Friday, February 22, 2019

Sketchbook Project: Seeing Through Blind Eyes

It has been a couple years since I've participated in the Brooklyn Art House Sketchbook Project, but I made it a goal to get back into it this year.  In terms of a theme, I looked back on the last few years teaching special education, and tried to honor some of my students.

The ink was bleeding through the pages, so I had to glue every other page together to make them thicker. I didn't add color, because it's a sketchbook after all. Keeping things simple is a priority to me lately, and the black and white makes me feel a little nostalgic.





Some of the backgrounds are a nod to special interests/ obsessions of a student in the sketch.

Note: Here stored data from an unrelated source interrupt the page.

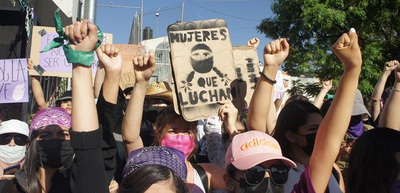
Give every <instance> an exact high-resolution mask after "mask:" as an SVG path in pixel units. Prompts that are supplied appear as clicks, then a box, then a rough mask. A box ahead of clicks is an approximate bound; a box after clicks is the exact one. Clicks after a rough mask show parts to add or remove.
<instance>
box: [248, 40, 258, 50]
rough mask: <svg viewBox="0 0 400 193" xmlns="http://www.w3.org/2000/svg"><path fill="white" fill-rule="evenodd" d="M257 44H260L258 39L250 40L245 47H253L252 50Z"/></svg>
mask: <svg viewBox="0 0 400 193" xmlns="http://www.w3.org/2000/svg"><path fill="white" fill-rule="evenodd" d="M259 44H260V40H259V39H258V38H251V39H250V40H249V41H248V42H247V46H253V47H254V48H257V47H258V45H259Z"/></svg>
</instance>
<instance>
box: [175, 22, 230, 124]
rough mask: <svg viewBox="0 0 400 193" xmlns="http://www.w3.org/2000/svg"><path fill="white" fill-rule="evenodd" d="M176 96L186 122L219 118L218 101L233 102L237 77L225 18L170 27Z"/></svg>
mask: <svg viewBox="0 0 400 193" xmlns="http://www.w3.org/2000/svg"><path fill="white" fill-rule="evenodd" d="M168 40H169V43H170V49H171V63H172V72H173V79H174V82H175V84H176V85H175V88H176V89H177V90H176V91H175V93H176V94H177V96H178V101H179V107H180V110H181V115H182V116H183V117H184V118H185V119H186V120H187V121H195V120H199V119H204V118H208V117H215V116H218V109H219V108H220V105H219V104H218V101H224V100H232V96H231V88H230V85H231V82H232V81H233V80H234V79H235V78H236V73H235V68H234V62H233V54H232V44H231V40H230V36H229V32H228V28H227V26H226V22H225V21H224V20H222V19H213V20H204V21H195V22H187V23H175V24H171V25H169V26H168Z"/></svg>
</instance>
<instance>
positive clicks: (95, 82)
mask: <svg viewBox="0 0 400 193" xmlns="http://www.w3.org/2000/svg"><path fill="white" fill-rule="evenodd" d="M105 76H106V71H105V70H104V66H103V64H102V63H101V62H100V61H99V67H98V68H97V71H96V75H95V76H94V84H93V90H94V98H99V94H100V90H101V86H102V85H103V82H104V77H105Z"/></svg>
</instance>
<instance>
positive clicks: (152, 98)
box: [140, 81, 173, 147]
mask: <svg viewBox="0 0 400 193" xmlns="http://www.w3.org/2000/svg"><path fill="white" fill-rule="evenodd" d="M172 101H173V97H172V89H171V86H170V85H169V83H168V82H165V81H162V82H153V83H151V84H150V85H149V87H148V88H147V91H146V96H145V102H144V112H143V118H142V126H141V128H140V137H141V138H142V141H143V145H144V146H145V147H146V146H151V145H152V144H153V141H154V124H155V122H156V119H157V116H158V114H159V113H160V111H161V110H163V109H164V108H165V107H167V106H169V105H171V104H172Z"/></svg>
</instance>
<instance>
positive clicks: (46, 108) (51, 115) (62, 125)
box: [29, 107, 71, 133]
mask: <svg viewBox="0 0 400 193" xmlns="http://www.w3.org/2000/svg"><path fill="white" fill-rule="evenodd" d="M48 125H59V126H64V127H67V128H71V115H69V114H68V112H67V111H66V110H65V109H63V108H61V107H51V108H46V109H43V110H41V111H38V112H37V113H36V115H35V116H34V117H33V119H32V122H31V126H30V128H29V130H30V132H31V133H32V131H34V130H37V129H39V128H42V127H44V126H48Z"/></svg>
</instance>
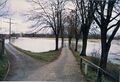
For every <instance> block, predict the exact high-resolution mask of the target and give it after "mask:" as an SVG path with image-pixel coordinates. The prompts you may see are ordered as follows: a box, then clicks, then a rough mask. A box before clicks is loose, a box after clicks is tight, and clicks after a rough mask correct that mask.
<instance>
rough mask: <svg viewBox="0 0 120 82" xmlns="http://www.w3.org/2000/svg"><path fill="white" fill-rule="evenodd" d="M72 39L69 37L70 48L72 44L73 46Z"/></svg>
mask: <svg viewBox="0 0 120 82" xmlns="http://www.w3.org/2000/svg"><path fill="white" fill-rule="evenodd" d="M71 40H72V38H71V37H69V48H70V46H71Z"/></svg>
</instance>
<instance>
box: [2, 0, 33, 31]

My students have changed my life and I never want to forget them, just as I hope they will never forget me.

Monday, February 11, 2019

Monogram Wall Art


Last weekend was a short course weekend at my school with the theme, "Family Matters." I decided to use my Saturday Art time to have students take the initial of their last name and create a small wall hanging to decorate their room or door.

I printed each letter into card stock (2 per page, about 500 pt font). They cut out their letter, and then decorated it. They could glue glitter, buttons, beans, pasta, sand, or beads to make it tactile. They could spray paint their letter with or without texture. Then they picked out an upholstery swatch to cover a piece of cardboard.  We cut the fabric corners to lose the bulk, and hot glued the edges to the back. Students picked a ribbon that matched their fabric or letter, and blued the ends to the back of the upper edge.

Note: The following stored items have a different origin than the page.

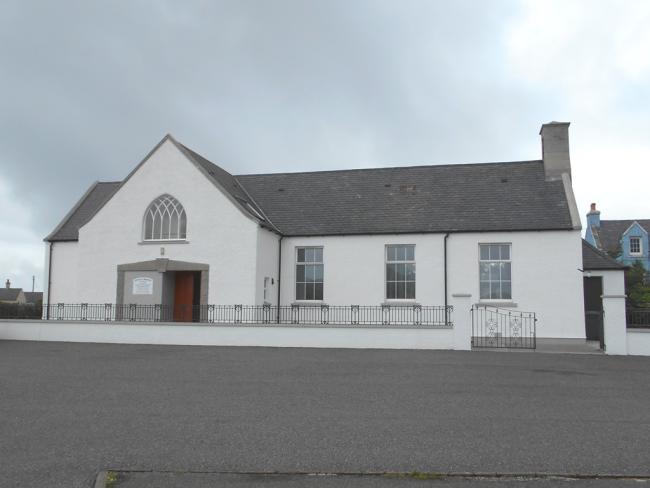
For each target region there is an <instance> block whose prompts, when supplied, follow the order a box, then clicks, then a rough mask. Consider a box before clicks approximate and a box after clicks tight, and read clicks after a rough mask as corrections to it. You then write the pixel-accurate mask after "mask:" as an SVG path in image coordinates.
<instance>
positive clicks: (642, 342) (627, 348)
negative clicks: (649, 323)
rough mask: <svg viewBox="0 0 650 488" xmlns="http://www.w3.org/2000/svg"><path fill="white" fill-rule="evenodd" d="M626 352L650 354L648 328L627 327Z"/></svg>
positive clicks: (649, 336) (649, 344)
mask: <svg viewBox="0 0 650 488" xmlns="http://www.w3.org/2000/svg"><path fill="white" fill-rule="evenodd" d="M627 353H628V354H630V355H633V356H650V329H627Z"/></svg>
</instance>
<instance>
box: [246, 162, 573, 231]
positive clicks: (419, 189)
mask: <svg viewBox="0 0 650 488" xmlns="http://www.w3.org/2000/svg"><path fill="white" fill-rule="evenodd" d="M237 179H238V180H239V181H240V182H241V183H242V185H244V187H245V188H246V189H247V190H248V192H249V193H250V194H251V195H252V196H253V197H254V198H255V200H256V201H257V202H258V203H259V204H260V205H261V206H262V208H263V209H264V210H265V212H266V214H267V215H268V217H269V218H270V219H271V221H272V222H273V223H274V224H275V225H276V226H277V227H278V228H279V229H280V230H281V232H282V233H283V234H285V235H289V236H292V235H337V234H338V235H341V234H369V233H370V234H372V233H417V232H447V231H451V232H454V231H455V232H463V231H497V230H506V231H508V230H547V229H571V228H573V226H572V222H571V216H570V213H569V204H568V202H567V198H566V193H565V190H564V186H563V183H562V182H561V181H546V178H545V173H544V166H543V162H542V161H523V162H512V163H484V164H455V165H439V166H413V167H395V168H374V169H355V170H343V171H317V172H310V173H281V174H263V175H242V176H237Z"/></svg>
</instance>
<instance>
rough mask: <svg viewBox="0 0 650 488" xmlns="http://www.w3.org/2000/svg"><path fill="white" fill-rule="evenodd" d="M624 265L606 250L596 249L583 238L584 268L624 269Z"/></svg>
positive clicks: (611, 269)
mask: <svg viewBox="0 0 650 488" xmlns="http://www.w3.org/2000/svg"><path fill="white" fill-rule="evenodd" d="M625 268H626V266H624V265H622V264H621V263H619V262H618V261H616V260H615V259H614V258H612V257H611V256H610V255H609V254H607V253H606V252H603V251H601V250H600V249H596V248H595V247H594V246H592V245H591V244H589V243H588V242H587V241H585V240H584V239H582V269H583V270H585V271H588V270H591V271H595V270H624V269H625Z"/></svg>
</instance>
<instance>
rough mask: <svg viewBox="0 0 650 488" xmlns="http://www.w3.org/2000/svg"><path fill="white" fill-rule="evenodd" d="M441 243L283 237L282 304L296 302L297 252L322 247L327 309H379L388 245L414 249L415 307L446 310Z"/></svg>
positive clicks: (394, 237)
mask: <svg viewBox="0 0 650 488" xmlns="http://www.w3.org/2000/svg"><path fill="white" fill-rule="evenodd" d="M442 243H443V236H442V235H441V234H408V235H373V236H333V237H332V236H328V237H285V238H284V239H283V240H282V283H281V287H282V297H281V301H282V304H283V305H288V304H291V303H294V302H296V300H295V298H296V290H295V284H296V248H297V247H302V246H322V247H323V263H324V266H323V303H327V304H329V305H379V304H381V303H384V302H385V301H386V300H385V299H384V297H385V286H386V285H385V267H386V266H385V246H386V244H415V259H416V286H415V302H417V303H420V304H422V305H443V303H444V281H443V248H442ZM477 266H478V264H477Z"/></svg>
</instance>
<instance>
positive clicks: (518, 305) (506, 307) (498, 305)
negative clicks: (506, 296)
mask: <svg viewBox="0 0 650 488" xmlns="http://www.w3.org/2000/svg"><path fill="white" fill-rule="evenodd" d="M475 305H479V306H480V305H487V306H488V307H504V308H517V307H518V306H519V305H518V304H517V303H515V302H513V301H512V300H479V302H478V303H476V304H475Z"/></svg>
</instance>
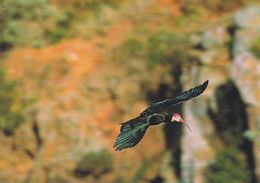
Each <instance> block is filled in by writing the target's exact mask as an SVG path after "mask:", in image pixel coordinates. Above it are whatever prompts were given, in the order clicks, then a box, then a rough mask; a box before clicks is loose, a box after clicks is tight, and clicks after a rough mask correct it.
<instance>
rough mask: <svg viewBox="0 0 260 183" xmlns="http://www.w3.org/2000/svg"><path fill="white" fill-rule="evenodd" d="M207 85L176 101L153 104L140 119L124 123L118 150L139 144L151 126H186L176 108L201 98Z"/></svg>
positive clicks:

 Once the letter  dried it could be glued to the front.  It was interesting to see which students wanted burlap and beans, and which ones wanted the most bling they could get. Some of the girls remarked how much these wall decorations looked like cute gift bags or small purses. That's a project for another day.

Clay Sculptures

Ceramic monster sculptures made my art students
I have taught my students how to make coil pots and hand build with clay slabs and the score and slip technique, but when I was looking at images of  Janis Mars Wunderlich's art, I came across a few images of sculptures being built from the table up with thin walls. In a few seconds in video clips, I saw her rolling porcelain coils  and then flattening them with her fingers before adding it to the top edge of her piece in progress.  Janis was kind enough to let me stay with her when I flew to Ohio a couple decades ago to check out the OSU art department and occasionally had me over for dinner after I became a grad student there. She was always very prolific and her work was edgy and engaging.
         
Wunderlich's unfinished porcelain sculpture and my student's unfired piece of bucktoothed boy in party hat.


 I decided to introduce my class to some of her pieces and her technique.  

The subjects included a cowboy boot, a cruise ship, a fox, and a large fish and although the finished products are slightly clumsy, given the short time and the visual impairments of the students, I find them pretty charming.







Friday, February 8, 2019

Carved Bowls


Decorative, functional art assignments make sense for kids. They use bowls every day, so I thought that would be a good way to introduce them to subtractive techniques in sculpture. We threw the bowls on the potter's wheel, and waited a day for them to be leather hard before carving patterns into the surface. Textural surface treatment is especially pleasurable for my students who are blind because they can't see the color.